Dose level     (µg/plate)	TA 1535 (mean revertants/plate)		TA 1537 (mean revertants/plate)		TA 98 (mean revertants/plate)		TA 100 (mean revertants/plate)		TA 100 (mean revertants/plate)
	- S9	+ S9	- S9	+ S9	- S9	+ S9	- S9	+ S9	- S9	+ S9
Untreated	18	20	22	24	29	44	154	139	28	34
Vehicle	16	19	18	26	28	38	119	123	29	30
7.81	NT	NT	NT	NT	NT	NT	112	NT	NT	NT
15.6	16	NT	20	NT	NT	NT	109	125	NT	NT
31.3	16	17	17	23	27	37	112	115	25	33
62.5	16	16	18	22	27	36	111 *	108	32	32
125	16 *	18 *	15 *	23	28	36	97 *	93 *	27	33
250	13 *	15 *	11 *	16 *	25 *	38	101 *	99 *	28 *	32 *
500	M	15 *	4 *	16 *	32 *	27 *	NT	84 *	27 *	31 *
1000	NT	17 *	NT	19 *	23 *	30 *	NT	88 *	30 *	24 *
Positive control	516	100	189	99	151	543	609	941	181	237

*: thinning of the background lawn / NT: not tested / M: microcolony formation

Applicant's summary and conclusion

Conclusions:

The test item did not induce two-fold increases in the number of revertant colonies, at any dose level, in any tester strain, in the absence or presence of S9 metabolism. On the basis of the stated criteria it must be concluded that the test item TRICHLOROETHYLIC ADDUCT is not mutagenic to S. typhimurium or E. coli, under the reported experimental conditions.

Executive summary:

The test item TRICHLOROETHYLIC ADDUCT was examined for the ability to induce gene mutations in tester strains of Salmonella typhimurium and Escherichia coli, as measured by reversion of auxotrophic strains to prototrophy. The five tester strains TA1535, TA1537, TA98, TA100 and WP2 uvrA were used. Experiments were performed both in the absence and presence of metabolic activation, using liver S9 fraction from rats pre-treated with phenobarbitone and betanaphthoflavone. This study was conducted according to the OECD guideline 471.
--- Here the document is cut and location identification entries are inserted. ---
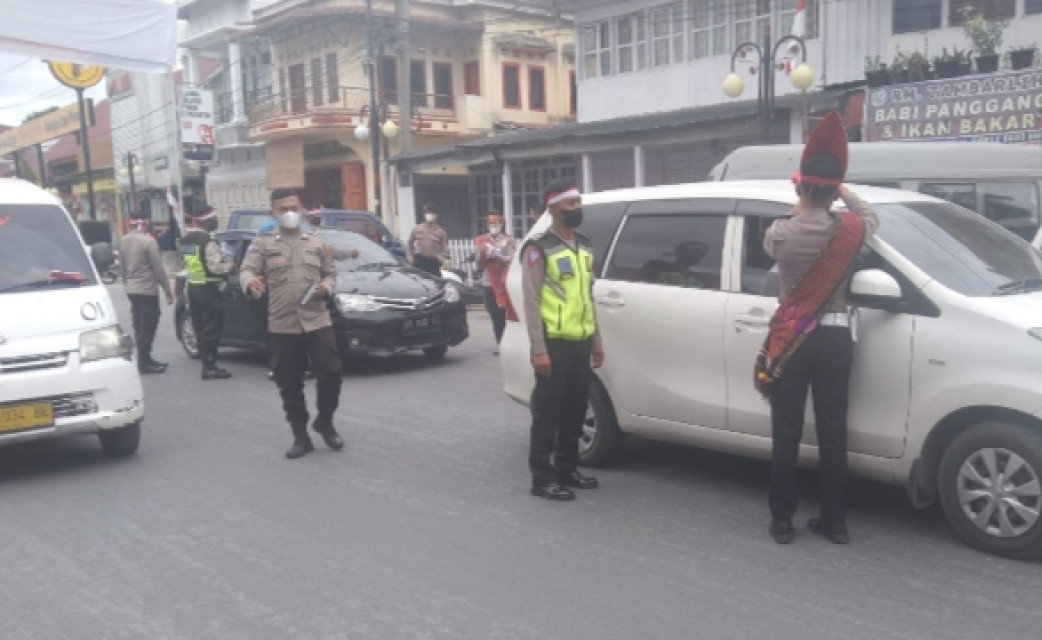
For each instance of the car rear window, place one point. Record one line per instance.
(36, 240)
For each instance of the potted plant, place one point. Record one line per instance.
(918, 67)
(1022, 57)
(986, 35)
(898, 69)
(875, 72)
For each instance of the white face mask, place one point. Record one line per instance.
(290, 220)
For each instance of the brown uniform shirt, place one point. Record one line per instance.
(142, 266)
(796, 242)
(428, 240)
(289, 265)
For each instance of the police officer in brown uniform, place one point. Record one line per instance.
(428, 244)
(297, 271)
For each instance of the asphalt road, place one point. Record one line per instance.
(423, 527)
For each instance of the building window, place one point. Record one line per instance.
(512, 85)
(912, 16)
(443, 84)
(472, 78)
(752, 21)
(318, 95)
(573, 104)
(388, 78)
(667, 34)
(537, 89)
(629, 33)
(597, 50)
(991, 9)
(332, 77)
(418, 81)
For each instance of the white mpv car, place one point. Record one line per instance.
(946, 393)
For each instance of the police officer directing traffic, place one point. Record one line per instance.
(557, 295)
(206, 273)
(297, 271)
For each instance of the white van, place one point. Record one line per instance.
(999, 181)
(946, 388)
(66, 365)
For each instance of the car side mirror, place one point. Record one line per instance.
(875, 285)
(102, 255)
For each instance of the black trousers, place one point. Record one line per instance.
(559, 405)
(497, 313)
(291, 354)
(207, 318)
(823, 365)
(145, 318)
(430, 265)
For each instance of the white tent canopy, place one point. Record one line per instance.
(139, 34)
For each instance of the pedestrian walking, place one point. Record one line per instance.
(296, 270)
(810, 344)
(141, 267)
(559, 312)
(428, 244)
(495, 250)
(206, 275)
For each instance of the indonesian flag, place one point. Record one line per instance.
(799, 20)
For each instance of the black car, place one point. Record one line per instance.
(380, 305)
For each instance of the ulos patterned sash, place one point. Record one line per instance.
(799, 313)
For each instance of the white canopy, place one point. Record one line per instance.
(139, 34)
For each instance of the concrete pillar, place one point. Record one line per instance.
(507, 199)
(638, 166)
(238, 93)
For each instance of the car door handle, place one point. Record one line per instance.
(611, 301)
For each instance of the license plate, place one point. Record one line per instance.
(26, 416)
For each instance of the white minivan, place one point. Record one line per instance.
(946, 393)
(66, 365)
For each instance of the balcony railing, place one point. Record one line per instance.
(346, 99)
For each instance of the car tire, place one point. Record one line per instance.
(1003, 519)
(187, 336)
(437, 352)
(121, 442)
(602, 442)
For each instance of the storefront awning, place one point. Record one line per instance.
(137, 34)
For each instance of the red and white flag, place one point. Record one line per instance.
(799, 20)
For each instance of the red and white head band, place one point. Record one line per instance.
(553, 198)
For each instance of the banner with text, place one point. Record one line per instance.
(1002, 107)
(197, 123)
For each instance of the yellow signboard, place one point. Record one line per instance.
(76, 76)
(46, 127)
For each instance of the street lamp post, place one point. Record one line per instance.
(767, 59)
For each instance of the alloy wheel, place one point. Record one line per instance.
(999, 492)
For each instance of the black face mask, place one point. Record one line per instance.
(572, 218)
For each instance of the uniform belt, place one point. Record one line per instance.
(836, 319)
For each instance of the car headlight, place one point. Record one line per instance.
(100, 344)
(451, 294)
(352, 303)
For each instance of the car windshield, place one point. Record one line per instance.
(40, 247)
(346, 243)
(961, 249)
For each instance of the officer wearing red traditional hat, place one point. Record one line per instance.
(557, 296)
(810, 344)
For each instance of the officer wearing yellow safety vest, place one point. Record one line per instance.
(205, 275)
(557, 295)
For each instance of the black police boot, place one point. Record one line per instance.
(574, 480)
(329, 435)
(553, 491)
(301, 442)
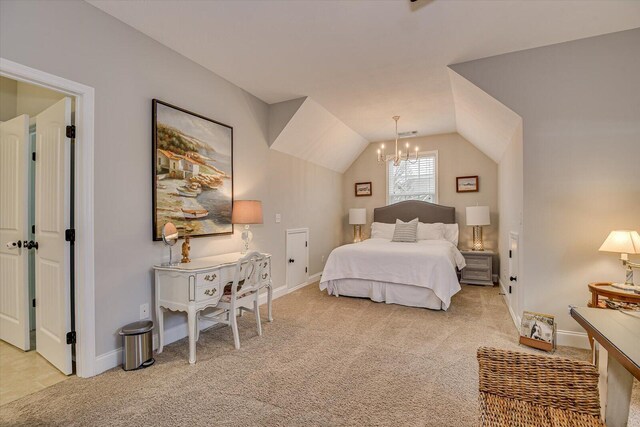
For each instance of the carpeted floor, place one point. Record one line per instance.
(324, 361)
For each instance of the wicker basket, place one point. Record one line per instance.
(520, 389)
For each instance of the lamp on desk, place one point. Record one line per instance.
(624, 242)
(477, 216)
(357, 217)
(247, 212)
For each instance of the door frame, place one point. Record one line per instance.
(286, 251)
(84, 206)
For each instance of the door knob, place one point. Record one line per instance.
(30, 244)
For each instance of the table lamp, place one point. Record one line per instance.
(624, 242)
(477, 216)
(246, 212)
(357, 217)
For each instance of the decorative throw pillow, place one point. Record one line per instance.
(430, 231)
(406, 231)
(381, 230)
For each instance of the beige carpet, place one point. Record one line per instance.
(325, 361)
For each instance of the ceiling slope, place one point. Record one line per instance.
(314, 134)
(481, 119)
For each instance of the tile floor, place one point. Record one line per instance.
(23, 373)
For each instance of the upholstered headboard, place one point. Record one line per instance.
(410, 209)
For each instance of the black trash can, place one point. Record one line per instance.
(137, 345)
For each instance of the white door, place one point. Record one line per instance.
(14, 228)
(514, 261)
(297, 257)
(53, 315)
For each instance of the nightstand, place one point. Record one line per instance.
(479, 269)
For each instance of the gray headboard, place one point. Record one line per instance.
(410, 209)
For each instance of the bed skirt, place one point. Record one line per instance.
(391, 293)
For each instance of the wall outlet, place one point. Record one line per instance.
(144, 311)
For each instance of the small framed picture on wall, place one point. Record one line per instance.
(467, 184)
(363, 189)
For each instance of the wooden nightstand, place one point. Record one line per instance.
(479, 269)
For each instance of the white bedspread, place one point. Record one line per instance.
(426, 263)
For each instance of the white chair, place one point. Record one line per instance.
(245, 291)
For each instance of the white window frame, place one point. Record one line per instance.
(420, 153)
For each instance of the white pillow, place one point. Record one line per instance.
(451, 232)
(430, 231)
(380, 230)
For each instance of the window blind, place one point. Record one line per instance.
(413, 181)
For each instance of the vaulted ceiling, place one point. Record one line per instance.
(364, 61)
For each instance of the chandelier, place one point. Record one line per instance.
(398, 156)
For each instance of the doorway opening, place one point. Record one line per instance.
(36, 254)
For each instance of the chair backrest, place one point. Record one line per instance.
(248, 273)
(556, 382)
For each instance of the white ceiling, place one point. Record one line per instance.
(364, 61)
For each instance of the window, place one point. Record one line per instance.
(413, 181)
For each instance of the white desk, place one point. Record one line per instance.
(617, 345)
(193, 287)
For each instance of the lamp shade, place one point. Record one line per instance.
(622, 241)
(247, 212)
(478, 215)
(357, 216)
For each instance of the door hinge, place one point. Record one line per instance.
(71, 337)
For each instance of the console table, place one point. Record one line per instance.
(195, 286)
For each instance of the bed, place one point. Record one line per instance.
(420, 274)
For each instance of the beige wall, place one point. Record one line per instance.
(456, 157)
(127, 70)
(32, 100)
(580, 108)
(8, 93)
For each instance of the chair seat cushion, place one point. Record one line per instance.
(497, 411)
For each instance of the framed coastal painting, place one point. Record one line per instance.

The test item was used as a solution in dimethylsulfoxide (DMSO).

The test item was assayed in the toxicity test at a maximum concentration of 5000 µg/plate and at four lower concentrations: 1580, 500, 158 and 50.0 µg/plate. No precipitation of the test item was observed at the end of the incubation period at any concentration. Toxicity was observed with all tester strains at the two or three highest dose levels, both in the absence and presence of S9 metabolism.

On the basis of toxicity test results, a first main assay was conducted using the plate incorporation method over the dose range 31.3 - 2000 µg/plate.

Toxicity was observed with all tester strains at higher dose levels both in the absence and presence of S9 metabolism. No precipitation of the test item was observed at the end of the incubation period at any concentration. No relevant increase in revertant numbers was observed at any concentration tested.

A second main assay was conducted using the preincubation method over the dose range 15.6 - 1000 µg/plate.

Toxicity was observed with all tester strains at higher dose levels, both in the absence and presence of S9 metabolism. No precipitation of the test item was observed at the end of the incubation period at any concentration. No relevant increase in revertant numbers was observed at any concentration tested.

In conclusion, the test item did not induce increases in the number of revertant colonies in the plate incorporation or pre-incubation assay, at any dose level, in any tester strain, in the absence or presence of S9 metabolism.